The Chemical Companies next argue that if Restatement (Second) of Torts § 402A (1965), is the applicable law, then state-of-the-art evidence is admissible because Montana law recognizes the state-of-the-art defense in failure to warn claims. The Chemical Companies contend that the certified question must be read in conjunction not only with Restatement (Second) of Torts § 402A (1965), adopted by this Court in Brandenburger v. Toyota Motor Sales, U.S.A., Inc. (1973), 162 Mont. 506, 513 P.2d 268, but also with the comments to § 402A, including Comment j. Specifically, the Chemical Companies argue that the third sentence of Comment j applies, namely that "the seller is required to give warning ..., if he has knowledge, or by the application of reasonably, developed human skill and foresight should have knowledge, of the presence of the ... danger." The Chemical Companies assert that we have cited with approval decisions of other courts that have adopted Comment j. Additionally, the Chemical Companies cite to various strict liability cases wherein we have referenced certain portions of Comment j. See e.g. Brown v. North Am. Mfg. Co. (1978), 176 Mont. 98, 576 P.2d 711 (Shea, J., concurring); Rost v. C.F. & I. Steel Corp. (1980), 189 Mont. 485, 616 P.2d 383; Krueger v. General Motors Corp. (1989), 240 Mont. 266, 783 P.2d 1340; and Emery v. Federated Foods, Inc. (1993), 262 Mont. 83, 863 P.2d 426. Based on these references, the Chemical Companies claim that we essentially have adopted some of the language contained in Comment j.

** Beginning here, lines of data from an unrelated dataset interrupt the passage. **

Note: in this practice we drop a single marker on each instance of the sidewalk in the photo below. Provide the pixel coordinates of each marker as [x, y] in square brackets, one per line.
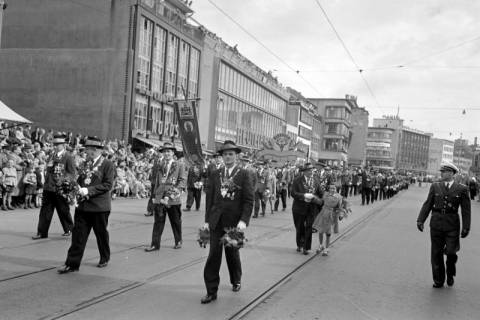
[138, 284]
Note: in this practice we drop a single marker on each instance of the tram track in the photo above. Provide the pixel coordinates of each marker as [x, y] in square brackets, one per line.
[263, 296]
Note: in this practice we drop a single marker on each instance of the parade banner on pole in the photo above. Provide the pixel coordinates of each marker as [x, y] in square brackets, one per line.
[188, 127]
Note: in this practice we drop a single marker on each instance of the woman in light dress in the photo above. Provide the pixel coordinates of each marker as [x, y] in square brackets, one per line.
[335, 207]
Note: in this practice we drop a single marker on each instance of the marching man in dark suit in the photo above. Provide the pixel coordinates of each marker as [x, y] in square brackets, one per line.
[443, 201]
[194, 186]
[61, 165]
[169, 185]
[307, 194]
[96, 183]
[232, 196]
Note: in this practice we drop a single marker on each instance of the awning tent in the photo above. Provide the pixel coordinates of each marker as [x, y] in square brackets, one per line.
[7, 114]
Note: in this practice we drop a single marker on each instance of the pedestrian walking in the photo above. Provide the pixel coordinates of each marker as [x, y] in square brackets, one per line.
[232, 196]
[169, 184]
[443, 201]
[96, 183]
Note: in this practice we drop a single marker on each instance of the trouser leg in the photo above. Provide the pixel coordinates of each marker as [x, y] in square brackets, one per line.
[438, 242]
[159, 216]
[80, 232]
[100, 223]
[175, 217]
[211, 272]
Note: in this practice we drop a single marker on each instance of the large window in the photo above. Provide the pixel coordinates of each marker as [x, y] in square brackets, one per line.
[172, 61]
[183, 69]
[193, 73]
[144, 54]
[159, 45]
[140, 115]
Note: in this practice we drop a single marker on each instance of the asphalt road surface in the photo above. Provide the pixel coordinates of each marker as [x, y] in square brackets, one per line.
[378, 269]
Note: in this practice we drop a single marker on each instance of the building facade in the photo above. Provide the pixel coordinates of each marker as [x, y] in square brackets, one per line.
[246, 104]
[379, 148]
[440, 150]
[337, 134]
[413, 153]
[358, 144]
[117, 82]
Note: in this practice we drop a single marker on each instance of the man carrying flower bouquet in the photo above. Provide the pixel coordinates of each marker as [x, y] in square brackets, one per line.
[231, 196]
[96, 180]
[169, 185]
[60, 166]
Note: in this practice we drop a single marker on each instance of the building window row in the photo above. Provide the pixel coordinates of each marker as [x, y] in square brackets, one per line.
[241, 86]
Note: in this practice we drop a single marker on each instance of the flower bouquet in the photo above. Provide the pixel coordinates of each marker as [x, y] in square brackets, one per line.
[171, 194]
[233, 238]
[67, 188]
[203, 237]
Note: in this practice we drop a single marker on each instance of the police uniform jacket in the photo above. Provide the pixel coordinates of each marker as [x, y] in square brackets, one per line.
[99, 188]
[226, 212]
[444, 206]
[64, 165]
[299, 188]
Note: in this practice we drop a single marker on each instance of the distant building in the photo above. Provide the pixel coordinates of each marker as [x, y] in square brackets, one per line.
[337, 134]
[243, 102]
[379, 148]
[109, 68]
[358, 143]
[440, 150]
[463, 155]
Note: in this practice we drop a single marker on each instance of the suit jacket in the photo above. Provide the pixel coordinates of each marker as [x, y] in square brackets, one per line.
[225, 212]
[444, 206]
[299, 188]
[195, 174]
[165, 180]
[65, 165]
[99, 198]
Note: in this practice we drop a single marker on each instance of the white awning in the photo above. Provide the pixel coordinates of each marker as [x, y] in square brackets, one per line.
[7, 114]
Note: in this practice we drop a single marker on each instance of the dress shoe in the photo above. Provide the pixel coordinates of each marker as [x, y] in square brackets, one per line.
[209, 298]
[66, 269]
[450, 281]
[102, 264]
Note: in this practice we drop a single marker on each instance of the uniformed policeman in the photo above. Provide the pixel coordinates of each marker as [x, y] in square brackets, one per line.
[443, 201]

The Chemical Companies concede that we limited the extent to which we adopted Comment j in Riley v. American Honda Motor Co. (1993), 259 Mont. 128, 134-35, 856 P.2d 196, 200. However, the Chemical Companies assert that in Riley we only rejected that portion of Comment j regarding presumption of causation which they contend is irrelevant to the certified question before us. Therefore, the Chemical Companies conclude that because this Court has not expressly rejected the third sentence of Comment j, we recognize the state-of-the-art defense.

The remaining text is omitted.